甲状腺がんのリンパ節切除のための“転移確率”データ

デューク大学医療センター

進行甲状腺がん患者の手術をする外科医は、再発リスクを低減するためにどれだけ多くのリンパ節を切除するべきかを決める際に、矛盾を感じることが多い。

もし十分なリンパ節を切除して評価しなければ、がんを取り残す可能性がある。しかし、神経、喉頭、副甲状腺などに近い部分に切除範囲を広げすぎると、重大な合併症を引き起こしうる。

デューク臨床研究所および デュークがん研究所による新しい研究は、最低限いくつの腫瘍周囲リンパ節を切除解析すれば不必要なリスクを伴わない十分な治療となるのかに関して、患者や医師に客観的かつ定量的なデータを示そうと試みたものである。この後ろ向き研究は8月15日付のJournal of Clinical Oncologyに掲載される。

「手術に当たっては、外科医に多くの判断が託されています。腫瘍が大きく、またはリンパ節内にがんが存在しているという明らかな証拠があれば、それを摘出します」と著者であるデューク臨床研究所および デュークがん研究所主任内分泌外科医で内分泌腫瘍グループ主任のJulie Ann Sosa医師は述べた。

「明らかな浸潤の証拠がなくても、予防的にそれらを除去することはできます。しかしそうしなくても良いかもしれません」Sosa医師は言った。「それはヘルスケアチーム全体が直面し困惑する問題です。外科医にとってはリンパ節を切除するべきか、内分泌医にとっては、一部手術中にリンパ節について得られた情報に基づき、放射性ヨウ素を投与すべきか、そして患者にとっては情報と治療がより良い生存という結果に至るのかといった問題です」。

外科医および病理医は、患者のがんの病期と予後を確認するためにリンパ節を解析する。それは、外科医、核医学医および内分泌医にとって、患者にどのような治療を追加する必要があるかを評価するのに重要な情報である。
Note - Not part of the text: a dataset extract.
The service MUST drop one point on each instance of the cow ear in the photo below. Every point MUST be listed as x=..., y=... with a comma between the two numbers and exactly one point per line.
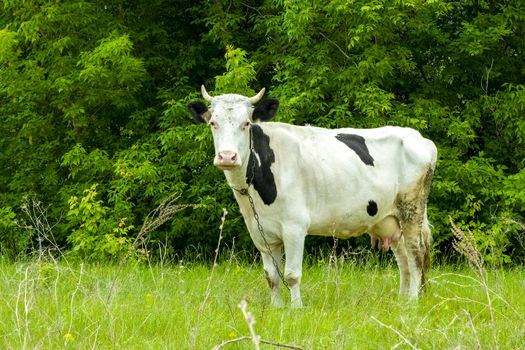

デュークの研究者らはリンパ節転移を認めた乳頭状甲状腺がん、約39000例を解析した。National Cancer Databaseを通じてアクセスしたそれらの症例は1998年から2012年の間に発症したもので、すべての患者は甲状腺摘出術を受けており、その時点で1つ以上のリンパ節が調べられていた。

デュークの研究者らの計算によると、ステージT1b(腫瘍の最大径が1cmを越え、2cm未満のもの)患者に外科医が手術を行う場合、腫瘍周囲の転移陰性と判断されるリンパ節を6個切除すれば、リンパ節転移の見逃しは90%以上の確率で生じない。

T2期の腫瘍(最大径が2cmより大きく4cmより小さい)を有する患者に対しては、外科医および病理医は9個以上の腫瘍周囲のリンパ節を検査すべきである。

T3期の腫瘍(最大径が4cmより大きく甲状腺の被膜外に微小浸潤を伴う)を有する患者に対しては、外科医および病理医は少なくとも18個の腫瘍周囲のリンパ節を検査すべきである。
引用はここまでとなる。